Did you do any shopping on Black Friday? Most Americans did. Black Friday is often regarded as the beginning of the Christmas shopping season. Millions of people rush to the nearest Wal-Mart, Target, Best Buy, or Macy’s in order to find the best deals on big screen televisions, tablets, video game consoles, clothing, smart phones, Blue Ray/DVD players, and a host of other items. Each year I try to tell myself I won’t get involved with Black Friday, but the super deals and ability to save hundreds of dollars consistently changes my mind. I am a huge fan of getting more, while paying less!

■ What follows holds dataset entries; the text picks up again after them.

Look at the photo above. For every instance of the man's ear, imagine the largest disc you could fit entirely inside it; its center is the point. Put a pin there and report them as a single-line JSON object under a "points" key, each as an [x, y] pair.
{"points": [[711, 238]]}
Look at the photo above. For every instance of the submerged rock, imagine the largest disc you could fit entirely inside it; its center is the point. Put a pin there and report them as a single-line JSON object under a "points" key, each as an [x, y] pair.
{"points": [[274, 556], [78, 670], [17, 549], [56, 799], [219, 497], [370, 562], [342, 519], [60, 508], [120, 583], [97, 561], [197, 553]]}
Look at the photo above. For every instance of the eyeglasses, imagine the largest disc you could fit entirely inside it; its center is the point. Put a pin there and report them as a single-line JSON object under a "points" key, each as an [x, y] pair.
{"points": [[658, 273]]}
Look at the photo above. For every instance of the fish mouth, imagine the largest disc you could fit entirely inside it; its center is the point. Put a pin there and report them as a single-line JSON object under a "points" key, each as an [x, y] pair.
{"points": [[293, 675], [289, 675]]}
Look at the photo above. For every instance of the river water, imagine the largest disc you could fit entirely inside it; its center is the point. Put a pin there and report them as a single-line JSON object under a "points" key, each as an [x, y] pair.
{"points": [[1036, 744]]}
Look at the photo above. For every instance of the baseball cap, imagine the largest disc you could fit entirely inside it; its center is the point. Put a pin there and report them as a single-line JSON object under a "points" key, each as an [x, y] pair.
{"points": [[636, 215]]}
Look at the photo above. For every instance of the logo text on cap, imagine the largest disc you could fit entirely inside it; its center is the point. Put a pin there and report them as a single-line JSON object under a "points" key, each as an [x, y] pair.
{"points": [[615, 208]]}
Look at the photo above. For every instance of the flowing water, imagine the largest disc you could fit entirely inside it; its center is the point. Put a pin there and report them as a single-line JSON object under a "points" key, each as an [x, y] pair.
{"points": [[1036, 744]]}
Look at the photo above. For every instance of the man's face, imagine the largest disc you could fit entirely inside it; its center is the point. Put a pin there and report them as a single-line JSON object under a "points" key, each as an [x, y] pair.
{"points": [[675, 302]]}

Where did the term “Black Friday” come from? Many retailers are said to traditionally operate at a financial loss (“in the red”) from January to November. But Black Friday indicates the point at which retailers begin to turn a profit, or get “in the black.” For a store like Wal-Mart, their net income is positive starting on January 1, and Black Friday can boost their year to date net profit from $14 billion to $19 billion. I always thought the name “Black Friday” was given due to aggressive crowds in many stores. There is just something negative about annual reports of assaults, shootings, and throngs of people trampling on other shoppers in an attempt to get the best deal on the product they want before it runs out.
Our culture is obsessed with the Friday after Thanksgiving. But did you know there is a “Black Friday” in the Bible? Don’t misunderstand. There wasn’t a day when hundreds of Jews went to a Macy’s or Wal-Mart to purchase expensive products for half the price. But there was a Friday in which the land of Judea was literally dark for hours because God’s plan to save us from our sins was at work.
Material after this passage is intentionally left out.